Frankfurt (Reuters) - Die Aussicht auf eine rasche Genesung der Weltwirtschaft von den Coronavirus-Folgen hält die Aktienrally in Schwung.

"Der anhaltende Aufwärtstrend schürt Hoffnung unter Anlegern, dass die Weihnachtsrally trotz der immer noch vorhandenen Risikofaktoren nicht ausfallen muss", sagte Marktanalyst Milan Cutkovic vom Brokerhaus Axi. "Es besteht eine realistische Chance, dass der Dax noch vor dem Jahresende ein neues Rekordhoch erreicht."

Am Dienstag gewann der deutsche Leitindex 0,7 Prozent auf 13.382,30 Punkte und lag damit rund 400 Zähler unter seiner Bestmarke vom Februar. Der EuroStoxx50 legte 1,1 Prozent auf 3529,56 Stellen zu. Der US-Standardwerteindex Dow Jones rückte ähnlich stark vor.

Mut machte Investoren der Antrag von BioNTech und Pfizer auf Zulassung ihres Corona-Impfstoffs in Europa. Die europäische Arzneimittel-Agentur EMA will bis zum 29. Dezember darüber entscheiden. Am Montag hatte Konkurrent Moderna in den USA eine Notfall-Zulassung für seinen Wirkstoff beantragt. Die in Frankfurt notierten Titel der Mainzer Firma BioNTech stiegen zeitweise um fast elf Prozent auf ein Rekordhoch von 108,90 Euro. Die Papiere ihres US-Partners Pfizer legten an der Wall Street knapp sechs Prozent und erreichten mit 40,50 Dollar den höchsten Stand seit eineinhalb Jahren zu. Moderna-Titel setzten ihren Höhenflug fort und stiegen um 17 Prozent auf ein Rekordhoch von 178,50 Dollar.

Dank der Aussicht auf die baldige Verfügbarkeit von Impfstoffen könne die Rally weitergehen, sagte Mark Haefele, Chef-Anleger der Vermögensverwaltung der Bank UBS. Sein Kollege Jonathan Bell vom Vermögensverwalter Stanhope warnte dagegen vor überzogenen Erwartungen.

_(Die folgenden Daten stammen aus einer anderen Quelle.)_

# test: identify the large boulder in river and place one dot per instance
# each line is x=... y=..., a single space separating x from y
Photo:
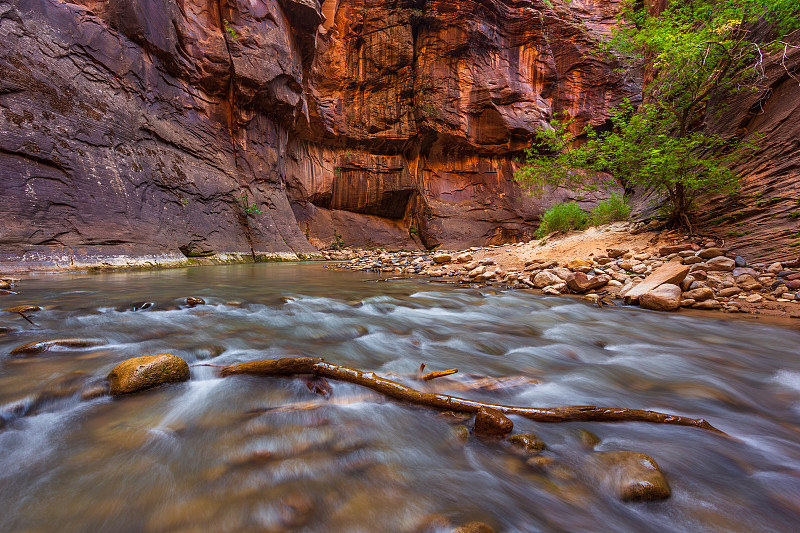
x=492 y=423
x=672 y=273
x=141 y=373
x=631 y=476
x=666 y=297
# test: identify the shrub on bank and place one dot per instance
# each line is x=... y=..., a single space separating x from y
x=562 y=216
x=614 y=208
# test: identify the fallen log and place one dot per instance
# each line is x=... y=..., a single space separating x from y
x=291 y=366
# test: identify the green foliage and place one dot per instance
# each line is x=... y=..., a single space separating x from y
x=613 y=208
x=696 y=50
x=229 y=30
x=338 y=243
x=562 y=216
x=249 y=208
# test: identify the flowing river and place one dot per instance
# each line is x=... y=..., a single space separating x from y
x=267 y=454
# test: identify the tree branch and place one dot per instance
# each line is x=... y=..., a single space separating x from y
x=291 y=366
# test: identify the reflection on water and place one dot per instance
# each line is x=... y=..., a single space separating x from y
x=205 y=455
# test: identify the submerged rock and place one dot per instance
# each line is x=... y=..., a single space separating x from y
x=36 y=347
x=492 y=423
x=474 y=527
x=141 y=373
x=631 y=476
x=192 y=301
x=666 y=297
x=527 y=443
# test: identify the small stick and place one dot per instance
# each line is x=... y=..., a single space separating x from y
x=440 y=373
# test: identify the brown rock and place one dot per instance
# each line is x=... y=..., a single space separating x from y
x=140 y=373
x=580 y=282
x=703 y=293
x=673 y=249
x=575 y=263
x=721 y=264
x=546 y=278
x=492 y=423
x=729 y=291
x=748 y=283
x=474 y=527
x=665 y=297
x=631 y=476
x=707 y=304
x=710 y=253
x=672 y=273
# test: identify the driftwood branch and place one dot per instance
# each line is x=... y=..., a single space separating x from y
x=291 y=366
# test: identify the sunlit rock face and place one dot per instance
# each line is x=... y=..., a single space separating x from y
x=141 y=127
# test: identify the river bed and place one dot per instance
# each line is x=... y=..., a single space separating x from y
x=266 y=454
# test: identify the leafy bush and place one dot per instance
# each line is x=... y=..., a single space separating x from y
x=614 y=208
x=562 y=217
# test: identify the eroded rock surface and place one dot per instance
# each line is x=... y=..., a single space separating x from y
x=166 y=129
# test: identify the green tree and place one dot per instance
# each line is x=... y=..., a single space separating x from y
x=693 y=50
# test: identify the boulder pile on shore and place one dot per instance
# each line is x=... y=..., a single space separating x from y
x=669 y=278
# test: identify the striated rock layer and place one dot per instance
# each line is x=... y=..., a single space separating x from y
x=164 y=128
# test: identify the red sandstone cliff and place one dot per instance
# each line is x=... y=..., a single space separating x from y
x=136 y=126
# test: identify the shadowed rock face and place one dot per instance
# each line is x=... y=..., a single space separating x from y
x=134 y=127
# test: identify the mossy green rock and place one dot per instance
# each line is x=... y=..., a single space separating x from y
x=141 y=373
x=527 y=443
x=632 y=476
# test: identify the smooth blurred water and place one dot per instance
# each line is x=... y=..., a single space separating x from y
x=195 y=457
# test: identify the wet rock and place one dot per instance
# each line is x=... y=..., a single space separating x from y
x=36 y=347
x=545 y=278
x=474 y=527
x=193 y=301
x=631 y=476
x=588 y=439
x=665 y=297
x=710 y=253
x=580 y=282
x=703 y=293
x=670 y=273
x=27 y=308
x=721 y=264
x=140 y=373
x=527 y=443
x=492 y=423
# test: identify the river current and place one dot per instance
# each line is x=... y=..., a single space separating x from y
x=267 y=454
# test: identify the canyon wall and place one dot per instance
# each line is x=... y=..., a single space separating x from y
x=163 y=128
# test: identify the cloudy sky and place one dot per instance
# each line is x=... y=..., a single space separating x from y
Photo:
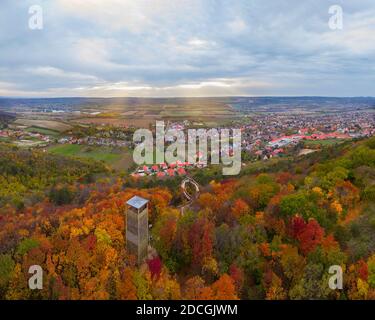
x=187 y=48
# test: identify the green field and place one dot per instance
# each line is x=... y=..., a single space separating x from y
x=47 y=132
x=105 y=154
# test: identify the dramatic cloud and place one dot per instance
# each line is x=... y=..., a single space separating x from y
x=186 y=48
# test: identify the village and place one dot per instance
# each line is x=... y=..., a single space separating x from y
x=263 y=136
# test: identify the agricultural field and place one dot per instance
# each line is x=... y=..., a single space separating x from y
x=47 y=132
x=117 y=158
x=43 y=124
x=143 y=115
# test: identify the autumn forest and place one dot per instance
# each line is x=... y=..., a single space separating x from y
x=267 y=234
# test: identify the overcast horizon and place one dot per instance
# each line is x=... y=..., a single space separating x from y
x=186 y=48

Nach den rekordverdächtigen Kursgewinnen im November werde der Schwung sicher nachlassen, zumal die aktuellen Pandemie-Beschränkungen die Wirtschaft beeinträchtigten.

GOLD IM AUFWIND - ÖLPREIS AUF RICHTUNGSSUCHE

Dies sei der Hauptgrund für den steigenden Goldpreis, sagte Analyst Lukman Otunuga vom Online-Broker FXTM. Dazu passe die Warnung von US-Notenbankchef Jerome Powell vor "herausfordernden" Wintermonaten. Die "Antikrisen-Währung" Gold verteuerte sich um fast zwei Prozent auf 1810 Dollar je Feinunze (31,1 Gramm).

Ratlos reagierten Börsianer auf die Verschiebung des Opec-Treffens. "Es ist unklar, ob das eine gute Nachricht ist und sie sich einigen werden, oder eine schlechte Nachricht und die Gespräche zu platzen drohen", schrieben die Analysten des Brokerhauses PVM. Der Preis für die Ölsorte Brent aus der Nordsee fiel um 0,6 Prozent auf 47,58 Dollar je Barrel (159 Liter).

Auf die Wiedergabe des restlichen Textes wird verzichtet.